WFAW
- Fort Atkinson, Wisconsin; United States;
- Broadcast area: Jefferson County; Janesville; Beloit
- Frequency: 940 kHz
- Branding: Rock 96.1/101.1

Programming
- Format: Classic rock
- Affiliations: Westwood One

Ownership
- Owner: Magnum Media; (Magnum Communications, Inc.);
- Sister stations: WSJY, WKCH

History
- First air date: January 24, 1963
- Call sign meaning: Fort Atkinson, Wisconsin

Technical information
- Licensing authority: FCC
- Facility ID: 24446
- Class: B
- Power: 500 watts (day); 550 watts (night);
- Transmitter coordinates: 42°54′24.00″N 88°45′6.00″W﻿ / ﻿42.9066667°N 88.7516667°W
- Translators: WSJY-HD2: 96.1 W241BQ (Watertown); 101.1 W266DX (Janesville);
- Repeater: 107.3-2 WSJY-HD2 (Fort Atkinson)

Links
- Public license information: Public file; LMS;
- Webcast: Listen live
- Website: rockwfaw.com

= WFAW (AM) =

Radio station in Fort Atkinson, Wisconsin

WFAW (940 AM) is a commercial radio station licensed to Fort Atkinson, Wisconsin, United States, serving the Jefferson County, Janesville and Beloit areas. The station is owned by Magnum Media, through licensee Magnum Communications, Inc., and features programming from Westwood One. WFAW has a classic rock format.

WFAW's transmitter is sited off of Finlay Road at Jacobson Lane in Hebron. Programming is also heard on two FM translators at 96.1 MHz in Watertown and at 101.1 in Janesville.

==History==
WFAW signed on the air on November 24, 1963. For several decades, it was a daytimer, required to go off the air at night. In its early years, WFAW was a middle of the road (MOR) station, playing popular adult music with news and sports. In the 1970s, it aired a Top 40 format and was an affiliate of the ABC Contemporary Network.

In the early 1980s, WFAW played country music and later adult contemporary. As music listening moved from AM stations to the FM dial, the station added more talk shows and by the early 2000s had shifted to a talk radio format.

On October 5, 2020, WFAW changed from talk to oldies. It played hits of the 1960s, 1970s and 1980s, branded as "Oldies 940". In December 2021, WFAW added an FM translator licensed to Janesville on 101.1 FM broadcasting from a tower near Edgerton which also provides rimshot coverage to the Madison area.

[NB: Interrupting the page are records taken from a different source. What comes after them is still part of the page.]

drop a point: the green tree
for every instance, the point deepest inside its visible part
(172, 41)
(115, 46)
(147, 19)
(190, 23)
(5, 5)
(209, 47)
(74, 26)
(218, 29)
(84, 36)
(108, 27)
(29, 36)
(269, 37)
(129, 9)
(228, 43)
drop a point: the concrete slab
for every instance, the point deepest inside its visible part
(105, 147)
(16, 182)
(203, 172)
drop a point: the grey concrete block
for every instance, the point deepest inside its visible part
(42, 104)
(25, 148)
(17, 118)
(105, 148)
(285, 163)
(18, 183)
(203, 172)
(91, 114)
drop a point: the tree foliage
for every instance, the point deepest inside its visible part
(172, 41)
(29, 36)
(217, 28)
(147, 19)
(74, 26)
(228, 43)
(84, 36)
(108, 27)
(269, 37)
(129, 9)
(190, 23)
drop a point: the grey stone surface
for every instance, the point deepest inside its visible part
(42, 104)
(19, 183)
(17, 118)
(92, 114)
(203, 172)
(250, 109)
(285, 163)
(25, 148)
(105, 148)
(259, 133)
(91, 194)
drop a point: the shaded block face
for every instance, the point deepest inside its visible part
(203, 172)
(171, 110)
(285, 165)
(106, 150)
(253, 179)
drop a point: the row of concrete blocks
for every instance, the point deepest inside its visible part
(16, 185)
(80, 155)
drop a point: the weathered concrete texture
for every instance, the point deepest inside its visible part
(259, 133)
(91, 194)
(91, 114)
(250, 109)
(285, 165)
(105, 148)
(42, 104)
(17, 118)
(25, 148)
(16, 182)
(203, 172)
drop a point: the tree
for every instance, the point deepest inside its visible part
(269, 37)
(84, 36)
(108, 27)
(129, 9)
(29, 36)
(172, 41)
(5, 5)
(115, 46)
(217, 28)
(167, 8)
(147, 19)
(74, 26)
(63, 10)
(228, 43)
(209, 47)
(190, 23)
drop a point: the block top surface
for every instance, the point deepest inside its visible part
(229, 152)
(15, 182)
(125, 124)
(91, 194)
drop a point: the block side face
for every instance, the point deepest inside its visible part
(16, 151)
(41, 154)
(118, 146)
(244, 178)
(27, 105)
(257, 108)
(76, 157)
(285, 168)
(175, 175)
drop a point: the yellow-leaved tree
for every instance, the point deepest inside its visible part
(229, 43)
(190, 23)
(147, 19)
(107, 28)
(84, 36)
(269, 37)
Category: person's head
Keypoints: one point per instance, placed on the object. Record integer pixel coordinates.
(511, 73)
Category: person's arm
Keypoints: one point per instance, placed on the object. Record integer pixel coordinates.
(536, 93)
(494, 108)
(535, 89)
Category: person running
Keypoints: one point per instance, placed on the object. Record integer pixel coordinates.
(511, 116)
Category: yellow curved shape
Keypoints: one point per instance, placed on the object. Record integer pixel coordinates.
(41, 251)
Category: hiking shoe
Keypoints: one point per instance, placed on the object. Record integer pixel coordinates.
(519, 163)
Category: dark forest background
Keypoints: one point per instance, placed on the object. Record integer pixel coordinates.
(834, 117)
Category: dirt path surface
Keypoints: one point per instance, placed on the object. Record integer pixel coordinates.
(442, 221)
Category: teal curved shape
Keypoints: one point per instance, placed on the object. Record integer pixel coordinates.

On August 22, 2022, WFAW changed its format to classic rock, dropping the remainder of local sports and the majority of local news programing. The new format was branded as "Rock 96.1/101.1". The Janesville translator at 101.1 FM was supplemented by a second translator, W241BQ 96.1 FM in Watertown, giving WFAW FM coverage in most of the southern and eastern portions of the Madison market as well as the Janesville-Beloit area.

WFAW now competes with fellow rock outlet WWHG in the Janesville/Beloit area as well as Madison and Milwaukee based rock outlets. WFAW also compliments identically branded Portage based rock station WAUN which similarly is paired with two FM translators. WAUN with its AM and two FM frequencies cover the northern side of the Madison market as well as the Wisconsin Dells sub-market effectively giving Magnum's rock format coverage of the entire Madison area.